Si la société paie le carburant, ajoutez 50 % du montant des dépenses de carburant. Prenons un véhicule acheté 36 000 € TTC, avec plus de 5 ans : l’avantage annuel est de 4 320 €. Avec le carburant, comptez environ 5 000 €. Ce montant s’ajoute à votre salaire, et les charges sociales s’appliquent dessus.

Dans ma pratique, la méthode réelle est souvent plus avantageuse pour les véhicules faiblement utilisés en privé. Mais elle exige de conserver toutes les factures. La méthode forfaitaire est plus simple, et c’est souvent la moins risquée en cas de contrôle. À vous de comparer.

TNS ou assimilé salarié : l’impact social concret sur vos charges

Le statut du dirigeant change radicalement le coût social de l’avantage en nature. Pour un gérant majoritaire de SARL, qui a le statut de travailleur non salarié (TNS), l’avantage en nature est soumis à la CSG-CRDS et aux cotisations de retraite, de prévoyance, mais pas à l’assurance chômage. Le taux global est d’environ 30 %.

Pour un président de SASU, considéré comme assimilé salarié, l’avantage en nature est soumis à toutes les cotisations URSSAF, y compris l’assurance chômage. Le taux grimpe aux alentours de 40 à 45 %. La différence est énorme sur plusieurs années.

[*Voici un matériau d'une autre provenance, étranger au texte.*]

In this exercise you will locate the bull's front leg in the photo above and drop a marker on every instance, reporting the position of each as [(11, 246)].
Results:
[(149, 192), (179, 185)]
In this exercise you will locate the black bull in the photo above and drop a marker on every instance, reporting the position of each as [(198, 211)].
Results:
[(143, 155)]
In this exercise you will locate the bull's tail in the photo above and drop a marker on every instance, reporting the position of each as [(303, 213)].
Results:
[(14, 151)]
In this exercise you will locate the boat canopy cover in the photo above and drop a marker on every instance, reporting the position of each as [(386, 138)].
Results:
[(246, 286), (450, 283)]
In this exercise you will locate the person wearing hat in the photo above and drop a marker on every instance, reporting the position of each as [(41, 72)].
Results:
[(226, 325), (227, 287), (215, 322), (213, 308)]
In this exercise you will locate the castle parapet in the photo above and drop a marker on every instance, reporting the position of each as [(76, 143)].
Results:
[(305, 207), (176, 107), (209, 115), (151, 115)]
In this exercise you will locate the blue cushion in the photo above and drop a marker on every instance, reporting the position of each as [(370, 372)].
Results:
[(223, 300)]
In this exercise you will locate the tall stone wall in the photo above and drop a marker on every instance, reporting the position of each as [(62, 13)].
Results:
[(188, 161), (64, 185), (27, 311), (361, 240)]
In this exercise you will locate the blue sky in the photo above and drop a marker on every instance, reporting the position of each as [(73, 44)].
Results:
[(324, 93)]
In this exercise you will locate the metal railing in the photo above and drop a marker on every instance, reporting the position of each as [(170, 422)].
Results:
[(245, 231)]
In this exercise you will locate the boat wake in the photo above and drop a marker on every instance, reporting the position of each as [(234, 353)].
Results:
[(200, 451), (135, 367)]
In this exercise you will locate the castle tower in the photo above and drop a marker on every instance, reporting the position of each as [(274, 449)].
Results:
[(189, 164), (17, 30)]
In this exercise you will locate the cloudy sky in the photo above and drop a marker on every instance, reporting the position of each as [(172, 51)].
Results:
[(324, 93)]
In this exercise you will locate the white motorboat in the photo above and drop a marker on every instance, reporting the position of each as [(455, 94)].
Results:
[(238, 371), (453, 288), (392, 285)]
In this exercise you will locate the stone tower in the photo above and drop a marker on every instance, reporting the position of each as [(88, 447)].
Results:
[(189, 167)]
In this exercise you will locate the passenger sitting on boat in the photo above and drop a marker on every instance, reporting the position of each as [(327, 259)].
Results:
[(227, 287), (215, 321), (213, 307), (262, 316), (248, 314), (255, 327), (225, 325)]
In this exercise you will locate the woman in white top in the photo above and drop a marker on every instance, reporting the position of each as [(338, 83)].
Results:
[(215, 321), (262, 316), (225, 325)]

Un véhicule de société coûte donc beaucoup moins cher en charges sociales pour un TNS que pour un président de SASU. Si vous hésitez entre les deux statuts, intégrez ce paramètre dans votre réflexion. C’est rarement le seul critère, mais il pèse lourd.

Les pièges à éviter absolument : prix de cession et formalités

Beaucoup de gérants décident de vendre leur véhicule personnel à leur société. C’est une opération courante, mais elle cache plusieurs pièges.

Le premier, c’est le prix de cession. Céder son véhicule personnel à sa société à un prix sous-évalué est un acte anormal de gestion. L’administration peut réintégrer la différence dans le résultat imposable, et vous risquez une majoration pour manœuvre frauduleuse. Le prix doit correspondre à la valeur vénale réelle. Faites établir une cote par un professionnel, type L’Argus, et conservez la trace.

Le deuxième piège, c’est l’absence de justificatifs des kilomètres parcourus. Pour les indemnités kilométriques comme pour le calcul de l’avantage en nature, l’administration exige des preuves. Un simple relevé annuel ne suffit pas : il faut un carnet de bord, ou à défaut un outil de géolocalisation. Dans ma pratique, j’observe que la moitié des redressements sur les véhicules de société viennent de ce manque de preuve.

Le troisième piège concerne la déclaration. L’avantage en nature doit apparaître sur le bulletin de paie et dans la déclaration sociale nominative (DSN). L’omission de la déclaration de l’avantage en nature est un classique du redressement, surtout pour les dirigeants qui se versent des indemnités kilométriques en plus d’un véhicule de fonction. C’est l’une des erreurs les plus coûteuses que je vois dans mon cabinet.

Enfin, si vous optez pour un véhicule de société, n’oubliez pas de rédiger un contrat de mise à disposition. Ce document, signé entre la société et le dirigeant, précise les règles d’utilisation, le carburant pris en charge et le calcul de l’avantage. Il vous protège en cas de contrôle.

La décision entre voiture de société et indemnités kilométriques repose donc sur trois piliers : votre kilométrage réel, votre statut social, et le type de véhicule envisagé. Prenez le temps de faire le calcul complet. Et si vous avez un doute, parlez-en à votre expert-comptable avant de signer quoi que ce soit. Une erreur se corrige facilement en amont, jamais en aval.